As corporate spending on wireless increases, companies are moving from a relatively hands-off approach to wireless into increased scrutiny and management of their wireless expenses-and according to one company, the minutes and data they don’t use could be costing them more than they think.
Surprising, but consistent
According to John Garvin and John Stapleton, co-founders and principals of TelAdvisor Group, it would be cheaper for companies to allot their employees fewer minutes and have them go over the allotted parameters, rather then buy large buckets of minutes that go unused.
“They’re paying for much more service than they’re actually consuming,” Garvin said. When the actual cost of what companies uses was compared to what they were paying for was analyzed, “what we found was that the majority of them were spending more than three times the amount that they thought they were paying for service based on their contracts,” Garvin noted.
TelAdvisor Group analyzes more than $1 billion in telecom spending each year for a customer base of mostly Fortune 500 companies, Garvin said; the company serves as consultants and negotiators for its customers in helping them reduce telecom expenses, including wireless. The company’s findings were counter-intuitive, Garvin and Stapleton acknowledged.
“It was very surprising to us,” Garvin said, adding that the company has run its analysis for nearly 10 companies recently and “every time we do the analysis, we come up with the same thing.”

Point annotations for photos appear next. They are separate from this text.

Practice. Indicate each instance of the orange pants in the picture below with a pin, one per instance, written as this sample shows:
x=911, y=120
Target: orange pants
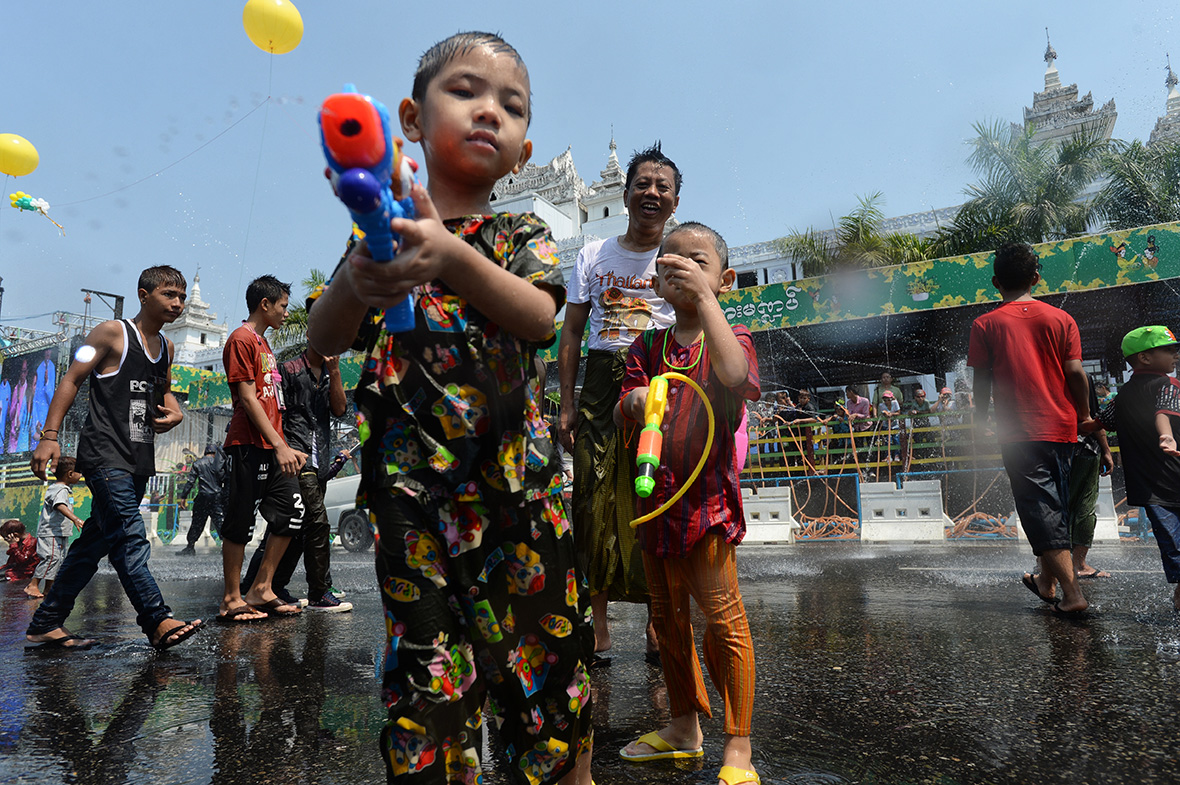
x=708, y=575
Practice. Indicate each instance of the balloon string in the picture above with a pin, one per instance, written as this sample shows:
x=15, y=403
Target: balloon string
x=158, y=171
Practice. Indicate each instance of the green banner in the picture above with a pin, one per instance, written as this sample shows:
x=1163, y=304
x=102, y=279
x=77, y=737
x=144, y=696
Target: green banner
x=1079, y=265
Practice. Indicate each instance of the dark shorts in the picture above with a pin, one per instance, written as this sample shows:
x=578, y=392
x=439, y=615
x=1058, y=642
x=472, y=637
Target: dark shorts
x=1038, y=472
x=256, y=484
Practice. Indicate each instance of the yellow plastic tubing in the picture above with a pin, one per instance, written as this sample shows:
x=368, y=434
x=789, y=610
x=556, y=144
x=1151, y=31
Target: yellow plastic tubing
x=700, y=464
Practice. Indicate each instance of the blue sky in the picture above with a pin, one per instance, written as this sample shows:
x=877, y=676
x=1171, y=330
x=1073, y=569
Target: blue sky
x=779, y=115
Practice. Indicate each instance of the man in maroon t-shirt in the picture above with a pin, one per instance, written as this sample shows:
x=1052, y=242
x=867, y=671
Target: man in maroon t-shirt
x=1029, y=355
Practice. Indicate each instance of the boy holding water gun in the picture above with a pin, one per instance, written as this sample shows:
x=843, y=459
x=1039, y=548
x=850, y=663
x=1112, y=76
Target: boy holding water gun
x=689, y=550
x=476, y=560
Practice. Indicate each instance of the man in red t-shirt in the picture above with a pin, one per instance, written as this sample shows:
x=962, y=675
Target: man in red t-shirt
x=1029, y=355
x=262, y=468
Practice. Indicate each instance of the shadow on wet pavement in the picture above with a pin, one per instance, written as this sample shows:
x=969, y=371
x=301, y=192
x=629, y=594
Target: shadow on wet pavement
x=874, y=665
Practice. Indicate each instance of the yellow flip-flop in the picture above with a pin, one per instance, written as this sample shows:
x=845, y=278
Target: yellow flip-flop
x=733, y=776
x=663, y=751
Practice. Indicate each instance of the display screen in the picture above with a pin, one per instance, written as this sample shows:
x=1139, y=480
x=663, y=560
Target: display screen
x=26, y=387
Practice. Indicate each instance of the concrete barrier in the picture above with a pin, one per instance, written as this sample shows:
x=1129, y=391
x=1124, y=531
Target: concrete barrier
x=1107, y=527
x=768, y=515
x=912, y=512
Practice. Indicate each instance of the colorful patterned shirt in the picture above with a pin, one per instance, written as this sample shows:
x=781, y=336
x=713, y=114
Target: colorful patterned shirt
x=713, y=503
x=453, y=409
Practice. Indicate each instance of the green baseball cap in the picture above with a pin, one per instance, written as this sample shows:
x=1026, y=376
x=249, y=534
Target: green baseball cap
x=1142, y=339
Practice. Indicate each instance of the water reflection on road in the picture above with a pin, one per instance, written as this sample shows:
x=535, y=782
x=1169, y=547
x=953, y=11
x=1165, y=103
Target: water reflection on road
x=874, y=665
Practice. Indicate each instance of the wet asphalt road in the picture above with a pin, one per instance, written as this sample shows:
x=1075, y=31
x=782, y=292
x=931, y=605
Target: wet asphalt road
x=874, y=665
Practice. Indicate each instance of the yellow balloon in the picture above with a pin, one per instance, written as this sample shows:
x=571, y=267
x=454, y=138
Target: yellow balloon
x=18, y=156
x=274, y=26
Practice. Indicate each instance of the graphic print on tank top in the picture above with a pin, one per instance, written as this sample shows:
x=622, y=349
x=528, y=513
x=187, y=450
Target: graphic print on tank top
x=145, y=396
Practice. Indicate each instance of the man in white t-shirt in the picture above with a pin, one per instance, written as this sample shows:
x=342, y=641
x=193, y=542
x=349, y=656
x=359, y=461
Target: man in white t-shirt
x=610, y=290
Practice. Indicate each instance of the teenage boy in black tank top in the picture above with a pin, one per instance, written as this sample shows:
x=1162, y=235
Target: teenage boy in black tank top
x=129, y=364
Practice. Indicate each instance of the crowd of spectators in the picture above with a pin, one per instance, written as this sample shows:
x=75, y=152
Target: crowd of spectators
x=878, y=423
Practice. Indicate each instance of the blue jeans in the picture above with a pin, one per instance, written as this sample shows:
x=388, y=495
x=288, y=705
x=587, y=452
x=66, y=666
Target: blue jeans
x=1166, y=527
x=115, y=529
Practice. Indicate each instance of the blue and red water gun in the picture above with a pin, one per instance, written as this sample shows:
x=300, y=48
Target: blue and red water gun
x=362, y=157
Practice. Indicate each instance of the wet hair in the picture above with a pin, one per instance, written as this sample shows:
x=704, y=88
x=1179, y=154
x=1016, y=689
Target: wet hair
x=719, y=242
x=436, y=58
x=264, y=287
x=161, y=275
x=64, y=466
x=1015, y=266
x=651, y=155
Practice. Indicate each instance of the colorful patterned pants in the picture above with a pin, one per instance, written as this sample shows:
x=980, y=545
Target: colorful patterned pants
x=482, y=602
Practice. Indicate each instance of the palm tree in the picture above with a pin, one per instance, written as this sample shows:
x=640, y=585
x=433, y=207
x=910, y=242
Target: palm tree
x=857, y=242
x=294, y=331
x=1142, y=187
x=1028, y=193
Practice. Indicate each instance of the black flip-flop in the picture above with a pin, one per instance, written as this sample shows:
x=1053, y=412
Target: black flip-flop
x=231, y=615
x=175, y=636
x=1029, y=582
x=1069, y=614
x=271, y=608
x=60, y=645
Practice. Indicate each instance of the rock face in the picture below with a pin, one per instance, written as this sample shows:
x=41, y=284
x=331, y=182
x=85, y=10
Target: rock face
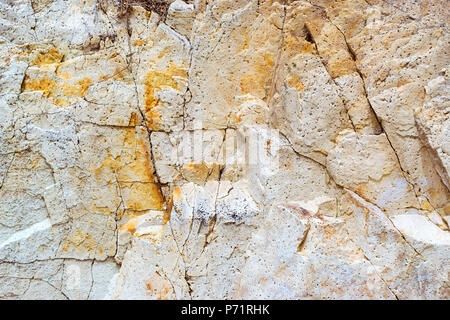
x=237, y=149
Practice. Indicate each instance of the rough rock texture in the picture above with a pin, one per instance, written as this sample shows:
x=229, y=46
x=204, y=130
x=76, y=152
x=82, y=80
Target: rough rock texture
x=224, y=149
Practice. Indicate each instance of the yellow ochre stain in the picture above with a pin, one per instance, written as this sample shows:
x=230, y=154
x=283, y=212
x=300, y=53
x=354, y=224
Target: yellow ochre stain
x=154, y=82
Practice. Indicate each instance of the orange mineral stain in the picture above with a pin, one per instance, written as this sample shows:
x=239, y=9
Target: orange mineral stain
x=154, y=82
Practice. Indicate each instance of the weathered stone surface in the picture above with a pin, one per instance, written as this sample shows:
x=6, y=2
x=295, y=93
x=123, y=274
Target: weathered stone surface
x=228, y=149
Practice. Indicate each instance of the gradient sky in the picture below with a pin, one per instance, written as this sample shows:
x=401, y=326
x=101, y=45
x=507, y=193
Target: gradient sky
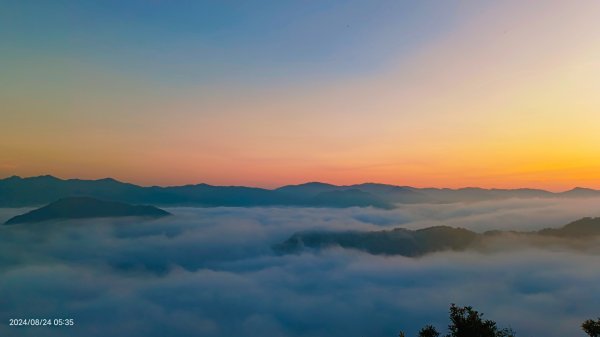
x=266, y=93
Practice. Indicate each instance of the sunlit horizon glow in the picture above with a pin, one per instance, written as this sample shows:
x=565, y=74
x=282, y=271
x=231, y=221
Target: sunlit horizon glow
x=491, y=95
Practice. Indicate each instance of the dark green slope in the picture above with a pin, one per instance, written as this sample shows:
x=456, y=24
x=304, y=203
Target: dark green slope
x=84, y=208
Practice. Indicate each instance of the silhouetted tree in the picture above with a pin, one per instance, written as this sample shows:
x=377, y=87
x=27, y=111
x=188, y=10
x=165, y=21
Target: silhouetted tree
x=466, y=322
x=592, y=327
x=429, y=331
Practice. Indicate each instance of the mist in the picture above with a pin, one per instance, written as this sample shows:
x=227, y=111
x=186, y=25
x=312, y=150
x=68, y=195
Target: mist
x=212, y=272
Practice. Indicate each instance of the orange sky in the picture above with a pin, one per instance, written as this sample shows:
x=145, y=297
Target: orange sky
x=504, y=96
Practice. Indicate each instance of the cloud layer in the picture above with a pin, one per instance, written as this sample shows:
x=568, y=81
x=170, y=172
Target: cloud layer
x=211, y=272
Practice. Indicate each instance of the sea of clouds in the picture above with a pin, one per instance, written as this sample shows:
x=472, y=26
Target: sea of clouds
x=212, y=272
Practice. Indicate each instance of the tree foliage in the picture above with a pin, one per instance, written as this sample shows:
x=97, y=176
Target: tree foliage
x=429, y=331
x=591, y=327
x=467, y=322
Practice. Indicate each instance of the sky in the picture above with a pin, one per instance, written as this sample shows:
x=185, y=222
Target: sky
x=268, y=93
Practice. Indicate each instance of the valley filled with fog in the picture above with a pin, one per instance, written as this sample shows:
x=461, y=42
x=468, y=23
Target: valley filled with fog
x=213, y=272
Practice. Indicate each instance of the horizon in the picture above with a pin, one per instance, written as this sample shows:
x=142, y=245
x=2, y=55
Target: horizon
x=297, y=184
x=269, y=94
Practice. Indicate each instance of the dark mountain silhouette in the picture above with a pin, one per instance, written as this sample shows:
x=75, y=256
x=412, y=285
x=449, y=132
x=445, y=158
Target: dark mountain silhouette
x=582, y=228
x=348, y=198
x=35, y=191
x=84, y=207
x=400, y=241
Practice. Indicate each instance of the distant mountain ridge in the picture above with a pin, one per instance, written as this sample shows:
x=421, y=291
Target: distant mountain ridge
x=85, y=208
x=412, y=243
x=34, y=191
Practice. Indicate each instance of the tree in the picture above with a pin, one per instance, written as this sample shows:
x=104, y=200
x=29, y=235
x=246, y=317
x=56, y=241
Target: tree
x=592, y=327
x=429, y=331
x=466, y=322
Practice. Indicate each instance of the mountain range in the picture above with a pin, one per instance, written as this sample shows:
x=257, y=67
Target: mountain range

Increasing control over usage
Corporate wireless spending is expected to continue to grow, particularly as more companies begin using data applications that offer on-the-go access to sales and technical data or various business processes. Companies are moving away from a laissez-faire approach in which they allowed employees to choose and expense their own plans and devices into a more tightly controlled environment.
However, plans for business customers typically mirror the consumer wireless model: a set number of per-month minutes, or a pooled amount of minutes that are shared among multiple lines. As the costs of service rise, companies are putting more limits on different types of use and also trying to figure out other ways to reduce costs.
Underage costs significant
“There’s overage that comes into play, but the ‘underage’ is the much more significant cost,” Garvin said.
In addition, the unlimited data plans that carriers typically push to corporate customers might be the right plans for some employees, Stapleton said, but not when the actual usage of data is very small.
“We typically find that unlimited is not being used unlimited,” Stapleton said.
Meanwhile, the two added, there is convergence going on-but it’s more centered around Voice over Internet Protocol services, although wireless applications do factor in.
“Where we’re seeing the majority of convergence going on right now is in wireline voice and data,” Garvin said.
New billing model needed
Carriers around the world work with similar models as domestic operators, the two men said. However, they believe that instead of accepting a consumer model as wireless costs escalate, businesses will demand that carriers move to a model where the companies are billed for their actual usage-as most services are billed-instead of what they think they might use. Companies also need to negotiate into their contracts the flexibility to move employees to plans that are more suited to their actual usage.
Since the recent consolidations in the industry, the large telecom players are beginning to include wireless under master customer agreements that govern other types of services, Garvin said. This has allowed some additional flexibility for business customers as carriers chase their business, he added.
“It’s a really complex process to manage your wireless expenses, and because of the increase in usage, CIOs are really starting to pay attention to this cost,” Garvin said.